Podem até lhe chamar de Bentinho!
Você que é Brasileiro de gema.
Mas quando vai de por um dentinho
Você é Bentão em cada tema !

Podem até lhe chamar de Bentinho !
Você, esgrimista de palavras, 
Haja ou não, abre sempre caminho
nos threads com as suas lavras !

Podem até te chamar de Bentinho !
 Tu, ó velejador de theads ! 
Vela aberta, vais seguro e certinho
por posts, onde as palavras medes !

Podem até lhe chamar de Bentinho !
  Você, Bombeiro de discussões perdidas !
Sem ideias nem palavras em desalinho
Extingue a dúvida nas respostas pedidas.  
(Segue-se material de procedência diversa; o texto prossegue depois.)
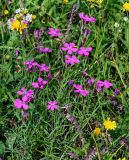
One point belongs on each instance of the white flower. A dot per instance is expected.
(125, 19)
(29, 17)
(116, 25)
(18, 10)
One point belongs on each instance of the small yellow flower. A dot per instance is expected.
(122, 158)
(109, 125)
(97, 131)
(126, 6)
(6, 12)
(65, 1)
(18, 16)
(18, 25)
(34, 16)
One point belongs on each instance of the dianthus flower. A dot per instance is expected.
(78, 89)
(44, 50)
(54, 32)
(86, 18)
(109, 125)
(20, 104)
(31, 65)
(84, 51)
(43, 68)
(71, 60)
(97, 131)
(69, 47)
(90, 81)
(52, 105)
(18, 25)
(40, 84)
(122, 158)
(126, 6)
(27, 96)
(106, 84)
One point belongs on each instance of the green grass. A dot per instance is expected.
(47, 135)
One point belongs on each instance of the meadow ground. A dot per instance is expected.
(64, 80)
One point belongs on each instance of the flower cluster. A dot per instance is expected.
(103, 84)
(25, 98)
(21, 20)
(70, 48)
(99, 2)
(39, 84)
(33, 66)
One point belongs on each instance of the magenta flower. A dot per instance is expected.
(40, 84)
(44, 68)
(54, 32)
(22, 91)
(84, 51)
(71, 60)
(69, 47)
(52, 105)
(27, 96)
(44, 50)
(90, 81)
(116, 92)
(106, 84)
(16, 52)
(86, 18)
(20, 104)
(71, 82)
(31, 65)
(78, 89)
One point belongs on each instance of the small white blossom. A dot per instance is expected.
(116, 25)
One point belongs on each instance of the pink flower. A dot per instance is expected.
(78, 89)
(86, 18)
(71, 60)
(84, 51)
(54, 32)
(20, 104)
(69, 47)
(31, 65)
(40, 84)
(27, 96)
(44, 50)
(44, 67)
(106, 84)
(52, 105)
(90, 81)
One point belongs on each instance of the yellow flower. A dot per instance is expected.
(126, 6)
(109, 125)
(122, 158)
(97, 131)
(18, 25)
(65, 1)
(99, 1)
(34, 16)
(6, 12)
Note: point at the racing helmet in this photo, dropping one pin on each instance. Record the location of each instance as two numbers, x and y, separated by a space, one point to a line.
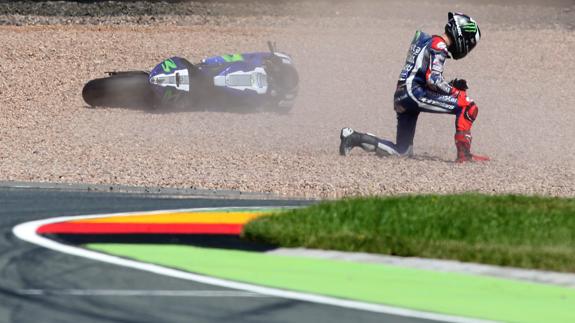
464 33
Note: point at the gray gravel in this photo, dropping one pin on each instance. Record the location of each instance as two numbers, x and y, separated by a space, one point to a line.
349 56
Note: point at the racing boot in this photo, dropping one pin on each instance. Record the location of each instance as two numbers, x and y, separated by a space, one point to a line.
368 142
463 144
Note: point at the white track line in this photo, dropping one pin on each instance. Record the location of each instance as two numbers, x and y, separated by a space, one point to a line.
27 232
138 292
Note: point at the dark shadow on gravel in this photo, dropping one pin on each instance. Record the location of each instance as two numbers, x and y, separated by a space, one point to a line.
230 242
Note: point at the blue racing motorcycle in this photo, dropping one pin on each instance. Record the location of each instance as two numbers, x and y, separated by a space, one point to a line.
259 80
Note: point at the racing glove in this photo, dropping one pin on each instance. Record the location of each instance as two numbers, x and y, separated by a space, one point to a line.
459 84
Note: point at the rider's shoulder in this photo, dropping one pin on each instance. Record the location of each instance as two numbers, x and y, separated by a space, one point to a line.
438 43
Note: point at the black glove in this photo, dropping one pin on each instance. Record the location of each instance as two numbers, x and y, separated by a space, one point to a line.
459 84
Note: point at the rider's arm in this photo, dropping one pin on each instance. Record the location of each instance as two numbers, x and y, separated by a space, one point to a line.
434 76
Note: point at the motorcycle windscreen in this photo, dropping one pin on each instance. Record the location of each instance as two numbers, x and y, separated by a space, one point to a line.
254 80
170 77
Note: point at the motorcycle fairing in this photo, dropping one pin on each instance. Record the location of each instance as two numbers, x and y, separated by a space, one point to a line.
255 80
242 73
171 74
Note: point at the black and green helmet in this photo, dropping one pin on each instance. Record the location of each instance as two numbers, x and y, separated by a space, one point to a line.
464 33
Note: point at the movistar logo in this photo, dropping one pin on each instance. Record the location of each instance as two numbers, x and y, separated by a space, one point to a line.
169 65
470 27
233 58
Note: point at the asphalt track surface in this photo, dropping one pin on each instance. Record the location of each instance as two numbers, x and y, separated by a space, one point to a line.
41 285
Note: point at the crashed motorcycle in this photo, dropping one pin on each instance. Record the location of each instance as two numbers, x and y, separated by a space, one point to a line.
260 80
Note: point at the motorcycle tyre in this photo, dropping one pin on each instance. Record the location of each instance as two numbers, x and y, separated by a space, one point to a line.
124 89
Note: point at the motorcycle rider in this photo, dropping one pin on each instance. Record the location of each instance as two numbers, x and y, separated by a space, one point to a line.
422 88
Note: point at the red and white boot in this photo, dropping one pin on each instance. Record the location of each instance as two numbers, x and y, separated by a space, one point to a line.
463 144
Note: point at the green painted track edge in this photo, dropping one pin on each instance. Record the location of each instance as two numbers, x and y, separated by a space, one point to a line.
449 293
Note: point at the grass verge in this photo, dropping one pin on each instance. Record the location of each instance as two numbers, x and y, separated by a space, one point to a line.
518 231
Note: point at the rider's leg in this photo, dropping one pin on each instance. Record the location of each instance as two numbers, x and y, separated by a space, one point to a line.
406 123
465 112
464 118
368 142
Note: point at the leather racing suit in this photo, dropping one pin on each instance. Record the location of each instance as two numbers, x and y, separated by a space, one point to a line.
421 87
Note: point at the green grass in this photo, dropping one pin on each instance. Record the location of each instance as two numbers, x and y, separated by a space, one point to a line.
518 231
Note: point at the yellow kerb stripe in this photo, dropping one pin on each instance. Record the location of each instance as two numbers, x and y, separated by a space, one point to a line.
194 217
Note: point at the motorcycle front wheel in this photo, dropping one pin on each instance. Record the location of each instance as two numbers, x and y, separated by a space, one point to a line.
123 89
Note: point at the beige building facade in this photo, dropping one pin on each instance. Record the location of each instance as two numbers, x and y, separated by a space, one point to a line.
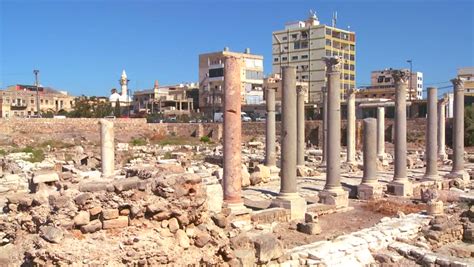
382 86
303 44
211 79
20 101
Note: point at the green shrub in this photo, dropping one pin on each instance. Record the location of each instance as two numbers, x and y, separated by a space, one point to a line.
138 142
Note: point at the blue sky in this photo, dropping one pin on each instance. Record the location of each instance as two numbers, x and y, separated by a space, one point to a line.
82 46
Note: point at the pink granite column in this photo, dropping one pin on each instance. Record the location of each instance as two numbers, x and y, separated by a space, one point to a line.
232 132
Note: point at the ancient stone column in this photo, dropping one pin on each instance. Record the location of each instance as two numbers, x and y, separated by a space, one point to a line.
431 142
288 197
400 185
107 148
300 142
370 188
351 120
381 133
232 135
270 140
458 131
325 125
442 130
333 193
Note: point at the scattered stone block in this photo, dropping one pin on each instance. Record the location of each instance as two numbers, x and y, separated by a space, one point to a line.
45 177
120 222
91 227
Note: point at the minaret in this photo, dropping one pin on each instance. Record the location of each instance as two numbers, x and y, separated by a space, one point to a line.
124 83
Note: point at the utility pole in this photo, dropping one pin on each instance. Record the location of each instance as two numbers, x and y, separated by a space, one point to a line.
36 72
411 88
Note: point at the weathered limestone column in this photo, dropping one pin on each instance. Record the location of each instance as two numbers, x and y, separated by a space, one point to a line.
351 120
288 197
107 147
458 132
431 141
325 125
370 188
400 185
300 142
333 193
232 136
270 140
381 133
442 130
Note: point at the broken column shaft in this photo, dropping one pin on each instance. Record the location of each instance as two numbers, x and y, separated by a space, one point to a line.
107 147
458 131
431 153
333 193
351 123
300 142
370 188
400 185
381 132
232 134
270 140
288 197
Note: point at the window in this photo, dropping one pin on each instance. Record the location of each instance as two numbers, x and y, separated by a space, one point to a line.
216 72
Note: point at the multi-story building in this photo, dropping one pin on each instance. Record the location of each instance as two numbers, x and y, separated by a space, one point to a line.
168 100
467 75
382 85
211 79
304 44
274 81
20 101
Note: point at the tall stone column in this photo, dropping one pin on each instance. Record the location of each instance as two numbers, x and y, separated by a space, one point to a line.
270 140
107 147
400 185
232 135
370 188
351 121
333 193
442 130
458 131
300 142
381 133
288 197
325 125
431 142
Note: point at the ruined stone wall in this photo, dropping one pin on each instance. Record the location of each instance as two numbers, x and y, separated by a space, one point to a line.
12 130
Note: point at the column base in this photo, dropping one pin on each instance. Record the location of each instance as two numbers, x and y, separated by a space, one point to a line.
402 188
460 174
236 209
292 202
338 197
431 178
368 191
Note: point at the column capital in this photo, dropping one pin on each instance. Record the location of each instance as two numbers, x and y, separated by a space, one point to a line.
400 75
301 90
458 83
333 64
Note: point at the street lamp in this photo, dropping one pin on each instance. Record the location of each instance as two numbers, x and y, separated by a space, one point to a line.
36 72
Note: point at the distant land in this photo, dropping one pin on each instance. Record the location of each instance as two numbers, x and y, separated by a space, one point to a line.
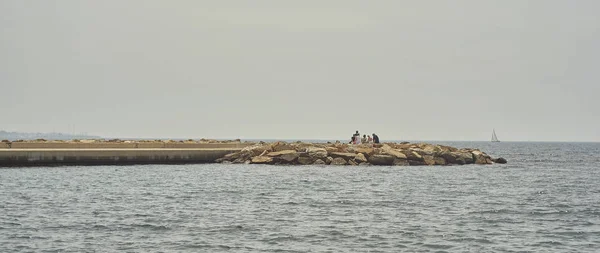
13 136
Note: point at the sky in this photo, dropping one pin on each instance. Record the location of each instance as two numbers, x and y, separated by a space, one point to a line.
311 69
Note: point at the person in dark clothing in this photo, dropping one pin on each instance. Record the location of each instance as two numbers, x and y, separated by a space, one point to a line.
375 138
356 138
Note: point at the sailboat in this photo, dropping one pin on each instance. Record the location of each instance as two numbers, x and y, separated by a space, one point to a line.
494 137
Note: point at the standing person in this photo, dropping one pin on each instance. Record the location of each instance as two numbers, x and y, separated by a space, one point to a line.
375 138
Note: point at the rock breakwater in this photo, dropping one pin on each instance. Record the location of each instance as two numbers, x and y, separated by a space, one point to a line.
397 154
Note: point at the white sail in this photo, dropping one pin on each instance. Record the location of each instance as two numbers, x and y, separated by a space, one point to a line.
494 137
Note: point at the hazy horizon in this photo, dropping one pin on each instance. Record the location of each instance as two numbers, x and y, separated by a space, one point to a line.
406 70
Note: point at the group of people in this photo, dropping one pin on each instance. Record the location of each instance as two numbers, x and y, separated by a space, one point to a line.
356 139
Podem até lhe chamar de Bentinho !
 E por D. Casmurro ser conhecido !
Mas digo isto com muito carinho ...
Se devia chamar "Bem Aparecido" !


----------



## Outsider

Muitos parabéns a um dos grandes contribuidores dos fóruns de língua portuguesa.


----------



## Nanon

Parabéns! Para mim, humildemente, é um prazer aprender mais sobre a língua portuguesa (e mil coisas a mais) lendo posts tão interessantes...


----------



## Dom Casmurro

Não, eu não posso acreditar. Fiquei completamente embasbacado com essa maluquice de vocês, capitaneada - claro, tinha que ser ela - pela Vanda. De verdade, fiquei zureta, troncho ou qualquer outra palavra esquisita desse tipo - dessas que niguém fala, e só servem para virar thread no forum de português do WR. Procurei um sinônimo para "emocionado" - alguma palavra esquisita também, igualmente threadable - mas não encontrei. Por isso, acho melhor botar a casmurrice de lado e admitir, com grande franqueza e amizade por todos vocês, que fiquei emocionado sim. Afinal de contas, li nada mais nada menos do que nove posts super-amáveis. Imagina se eu lá mereço uma coisa dessas. E com direito a ode do nosso bardo Almufadado - que está com 987 posts nas costas, 13 a menos do que os quatro dígitos que agora me enchem de glória. Brigado aí, gente boa, pelos exageros gentis. Vanduca, Macu, Cool, Carfer, Lil'Ollie, Denis, vate Almufadado, Out e Nanon, muito obrigado mesmo por tanta bondade. Bom, e agora voltemos ao normal. Terei levado uma meia hora entre ler as mensagens de vocês e redigir isto. Foram os trinta minutos que precisava para inflar bem o meu ego e make my day em grande estilo. E agora pronto, passou. Voltemos ao normal, eu com a minha casmurrice de sempre e esse sofrimento aniquilador que é a marca maior de qualquer torcedor do Fluminense (Deus do céu, como sofremos! e pensar que amanhã jogamos contra o Corinthians...); vocês, com a amizade, a grandeza e a generosidade de sempre. E que Deus os abençoe. Beijos e abraços em profusão, para vocês todos.


----------



## Benvindo

Caro Dom Casmurro, antes tarde do que nunca! Deixo aqui também os meus parabéns um bocadinho atrasados, mas queria dizer que é uma honra compartilhar estes fóruns contigo; fico contente quando encontro comentários seus nos tópicos dos fóruns e os leio com interesse, sempre me acrescentam alguma nova informação ou um ponto de vista que me leva a ponderar os meus. Um abraço e que venham mais dez mil posts seus.


----------



## Dom Casmurro

Benvindo, brigadão pela amabilidade do exagero. Me sinto na pele de um ilustre patrício que, ao ser elogiado sem entender bem o motivo, disse o seguinte:

"_O louvares-me tu causa-me novidade; para que me louves com justiça, farei aquilo de que me louves"._


----------



## Guigo

*Parabéns Bentinho!!!*




*SRN *


----------



## Joca

Dom Casmurro, meus parabéns, também! Você merece. Não sei o que mais dizer. O essencial foi dito pelo outros.
Continue assim.


----------



## Dom Casmurro

Brigado, Joca e Guigo rolleyes: : sua provocação cromática não passou despercebida...). Abraços aos dois.


----------



## coquis14

O Fluzão me deu uma grande alegría neste ano.


----------



## Dom Casmurro

coquis14 said:


> O Fluzão me deu uma grande alegría neste ano.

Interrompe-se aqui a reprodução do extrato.